Winning 5-0 at home to Falkirk last Thursday night sealed the League One title in Scotland and was a moment to savour for Gordon who left his home in Derrylaughan, close to Dungannon, at the age of 16 to join Sheffield United in a bid to make his football dream come true.
Prior to that Gordon, as articulate as he is passionate about sport, split his childhood between playing soccer and Gaelic football, and going to cheer on his Tyrone heroes with his close-knit family.
He says: “I feel lucky to have been at all the All-Ireland finals that Tyrone have won. I was five when we first won it and was one of the first people on the pitch at Croke Park in 2003.
“Mum and Dad were in a different part of the stadium and me and my brothers were with my granny at the side of the pitch and we were pulled onto the pitch at the end of the match to join the celebrations. It was a brilliant experience.

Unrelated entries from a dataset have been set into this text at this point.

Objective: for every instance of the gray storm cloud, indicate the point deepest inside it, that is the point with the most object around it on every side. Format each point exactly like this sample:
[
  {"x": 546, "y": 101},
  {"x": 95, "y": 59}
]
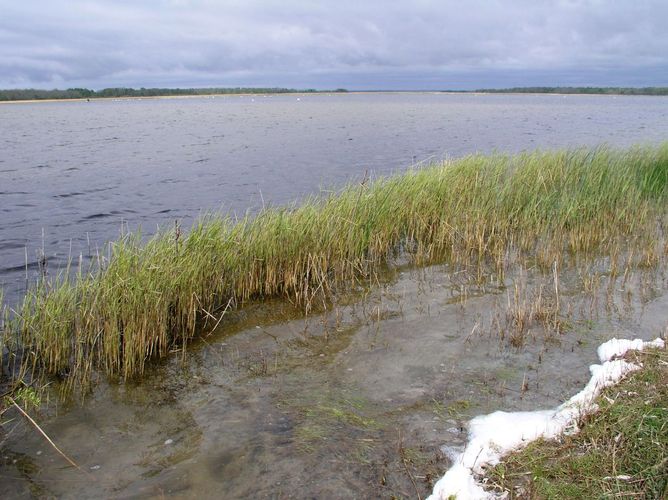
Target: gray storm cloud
[{"x": 356, "y": 44}]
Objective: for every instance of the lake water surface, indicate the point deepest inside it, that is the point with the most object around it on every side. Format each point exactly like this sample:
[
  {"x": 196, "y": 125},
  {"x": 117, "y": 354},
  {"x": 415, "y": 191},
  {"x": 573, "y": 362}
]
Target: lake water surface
[
  {"x": 71, "y": 173},
  {"x": 363, "y": 398}
]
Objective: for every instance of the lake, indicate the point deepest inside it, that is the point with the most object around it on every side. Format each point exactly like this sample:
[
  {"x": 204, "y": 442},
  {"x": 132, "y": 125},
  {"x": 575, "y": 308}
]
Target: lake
[
  {"x": 365, "y": 396},
  {"x": 72, "y": 173}
]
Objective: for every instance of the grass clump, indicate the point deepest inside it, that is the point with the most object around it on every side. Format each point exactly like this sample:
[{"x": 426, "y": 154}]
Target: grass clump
[
  {"x": 145, "y": 298},
  {"x": 620, "y": 452}
]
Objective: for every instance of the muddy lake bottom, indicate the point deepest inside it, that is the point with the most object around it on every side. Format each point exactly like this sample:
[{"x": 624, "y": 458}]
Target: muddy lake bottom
[{"x": 363, "y": 398}]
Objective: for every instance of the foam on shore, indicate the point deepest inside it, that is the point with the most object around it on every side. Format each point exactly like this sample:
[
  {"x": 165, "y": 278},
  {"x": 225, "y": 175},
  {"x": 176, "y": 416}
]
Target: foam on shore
[{"x": 494, "y": 435}]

“Growing up I loved Peter Canavan and Brian McGuigan. Players who could do something different always appealed to me.
“I still follow Tyrone and it’s good that the GAA is on Sky because it means I can watch the games even when I’m away from home.”
The former St Patrick’s Academy, Dungannon student added: “I always played Gaelic football and football as a boy. I played for my school and my local GAA team, Derrylaughan, until I was 16 before I left to go to Sheffield United.

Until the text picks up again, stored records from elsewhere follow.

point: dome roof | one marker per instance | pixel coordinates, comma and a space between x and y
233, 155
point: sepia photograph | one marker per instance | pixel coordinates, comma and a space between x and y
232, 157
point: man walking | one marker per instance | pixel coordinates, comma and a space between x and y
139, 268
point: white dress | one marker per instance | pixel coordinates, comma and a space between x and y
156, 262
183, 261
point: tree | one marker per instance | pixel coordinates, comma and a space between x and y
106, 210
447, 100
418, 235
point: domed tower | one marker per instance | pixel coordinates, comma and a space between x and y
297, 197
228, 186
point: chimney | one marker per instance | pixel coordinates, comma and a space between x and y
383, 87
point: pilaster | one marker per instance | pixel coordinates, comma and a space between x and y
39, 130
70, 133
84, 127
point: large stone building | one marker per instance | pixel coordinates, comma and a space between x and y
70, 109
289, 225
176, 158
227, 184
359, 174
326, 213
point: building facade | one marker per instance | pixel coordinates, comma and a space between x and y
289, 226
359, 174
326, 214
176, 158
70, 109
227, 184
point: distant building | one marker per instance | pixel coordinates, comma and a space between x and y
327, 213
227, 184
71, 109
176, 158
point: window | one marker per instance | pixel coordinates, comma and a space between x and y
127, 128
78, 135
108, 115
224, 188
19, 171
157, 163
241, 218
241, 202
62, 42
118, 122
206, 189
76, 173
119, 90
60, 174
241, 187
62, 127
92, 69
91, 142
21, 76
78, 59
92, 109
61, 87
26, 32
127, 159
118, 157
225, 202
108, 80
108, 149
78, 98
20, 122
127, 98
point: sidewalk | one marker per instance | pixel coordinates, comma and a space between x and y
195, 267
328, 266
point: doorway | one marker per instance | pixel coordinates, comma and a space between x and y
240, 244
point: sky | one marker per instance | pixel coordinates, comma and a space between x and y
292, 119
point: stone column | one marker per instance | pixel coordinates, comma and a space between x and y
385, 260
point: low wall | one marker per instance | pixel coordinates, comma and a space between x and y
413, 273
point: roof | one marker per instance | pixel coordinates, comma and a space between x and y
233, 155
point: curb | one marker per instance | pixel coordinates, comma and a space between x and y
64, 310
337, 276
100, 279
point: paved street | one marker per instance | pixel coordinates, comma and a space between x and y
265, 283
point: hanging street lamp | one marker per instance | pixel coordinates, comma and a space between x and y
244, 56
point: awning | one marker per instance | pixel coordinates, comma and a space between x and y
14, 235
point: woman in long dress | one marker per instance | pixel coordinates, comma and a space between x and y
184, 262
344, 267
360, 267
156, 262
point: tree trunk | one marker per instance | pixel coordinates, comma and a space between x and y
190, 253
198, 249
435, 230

''Doing both sports and being part of the Northern Ireland U15 squad, I was training maybe five or six times a week.
“In GAA I was a centre half-forward mostly which isn’t much different to how I play football. I’m a midfielder but I like to run beyond and make forward runs.
“My best friend, Tomas Carney, is in the Tyrone squad now as is another good friend of mine, Brian Kennedy, who played in the same club as me back home.
''I know quite a few of the Tyrone team, like Michael McKernan, who I played with in the same school team.”
Talented, determined and with an admirable team ethic running through his blood, there’s a good chance had Gordon stayed in Tyrone he would have been playing for the county team by now.
GAA’s loss was soccer’s gain with a host of clubs keen to sign him before the Blades proved sharpest in snapping him up.
“When I got the opportunity after turning 16 to go to Sheffield United I was never going to turn it down. It was a dream from I was six years old,” said Gordon.
“I’d been to Sheffield a few times on trial but living over there was different. Even a simple thing like getting a public bus, I’d never done that back home so it was an eye-opener.
“When I first went over I made the decision to not come home for any weekends for a few months to settle myself.
''That was difficult but once I got into a routine of waking up every morning, going to training and coming back and relaxing I got used to it and stuck at it.
''Also being a footballer is what I wanted to do.
“There were moments I thought it was a cut-throat business and I experienced that when I left Sheffield United.
''I signed for the club to play for the first team. Not being able to do that was tough but in football you have to adapt because there are setbacks all the time.”
After leaving Bramall Lane in 2017, Gordon joined Motherwell where former Northern Ireland star Stephen Robinson gave him the first team debut he craved.
“I was 18 and it was one of the biggest moments in my life. I have ‘Robbo’ to thank for that. He was always very good to me and I learnt a lot from him,” said Gordon.
Injuries curtailed his development at Motherwell and in 2019, aided by long-time agent Stephen Whelan, Gordon joined Partick, who recently have had a habit of drawing Celtic in cup competitions, enabling him to fulfil another dream.
Based in Glasgow, he says: “I’d never been to watch a game at Celtic Park so the first time I actually went to the ground was to play against Celtic.
''It was something I’d wanted to do for years and to play in front of a crowd at the stadium was an amazing experience. “Olivier Ntcham and Callum McGregor were in midfield and Scott Brown came on after an hour.
''When you play against that quality you can see where you are and think what you can take from them to improve your game.”
Gordon’s ambition now is to stay with Partick and help them win another promotion to the top flight to take on Celtic and Rangers on a regular basis.
Having been in a football bubble for months, he’d also welcome a trip back to Tyrone.
Ahead of tonight’s final game of the season at Montrose, Gprdon said: “I’d love to get back to see family and friends and maybe go and watch Tyrone as well if that was possible.”